Good info- Do you know why they banned it???


----------



## mertz09 (Nov 15, 2009)

*500 years*

This comes from Wikipedia: It seems that this Sargassum seaweed has been around a very long time.

*History[edit]*

The naming of the Sargasso Sea after the Sargassum seaweed traces back to the early 15th century Portuguese explorations of the Azores Islands and the large "volta do mar" (the North Atlantic gyre), around and west of archipelago, where the seaweed was often present.[2] The Sargasso Sea was first fully crossed by the expedition of Christopher Columbus in 1492, who was amazed by the masses of seaweed he encountered.[3][4] However, the sea may have been known to earlier mariners, as a poem by the late 4th century CE author, Rufus Festus Avienus, describes a portion of the Atlantic as being covered with seaweed, citing a now-lost account by the 5th-century BCE Carthaginian explorer Himilco the Navigator

Quote: "Christopher Columbus in 1492, who was amazed by the masses of seaweed he encountered."


----------



## Sea-Slug (May 28, 2004)

NO one doubts it has been around, it is just getting worse piling up on Texas beaches.


----------



## SurfRunner (May 22, 2004)

Sea-Slug said:


> Good info- Do you know why they banned it???


 I don't remember where I heard it. Most likely on a forum. But, it's definitely gotten worse over the years. This year being the worse I have ever seen it. I think it might be because the late strong fronts we had kept it offshore collecting and now it has just dumped on us all at once.
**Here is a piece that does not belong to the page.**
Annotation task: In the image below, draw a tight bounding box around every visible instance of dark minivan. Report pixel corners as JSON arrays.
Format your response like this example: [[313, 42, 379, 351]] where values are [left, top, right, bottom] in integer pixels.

I have recently bought a kayak and started fishing in the bays and hope to do some btb fishing. I have also just been going to the piers if I want to catch bull reds. All because the weed has become so bad. There are still fishable days though. Mostly in the Fall, Winter, and early Spring.


----------



## rjc1982 (Sep 27, 2005)

I read somewhere that it's bad this year because of the late season cold fronts that hit. Said that instead of gradually coming onshore in the early spring, the fronts pushed the weed out and it ganged up in huge mats until the wind and currents finally shifted to the normal onshore flow. Then it all hit at once. Still seems to me like a whole lot more than normal though.


----------



## mertz09 (Nov 15, 2009)

rjc1982 said:


> I read somewhere that it's bad this year because of the late season cold fronts that hit. Said that instead of gradually coming onshore in the early spring, the fronts pushed the weed out and it ganged up in huge mats until the wind and currents finally shifted to the normal onshore flow. Then it all hit at once. Still seems to me like a whole lot more than normal though.


That seems like a logical explanation.


----------



## agdodge4x4 (May 30, 2012)

Is there any seaweed up on the beach part at the mouth of the Colorado? Interested in the actual mouth part.


----------



## FlounderSeeker (Feb 11, 2009)

Man... I've stayed clear of the beach bc of all the reports. I've been watching the beach cams but that's terrible! Hopefully it'll clear out by early next month


----------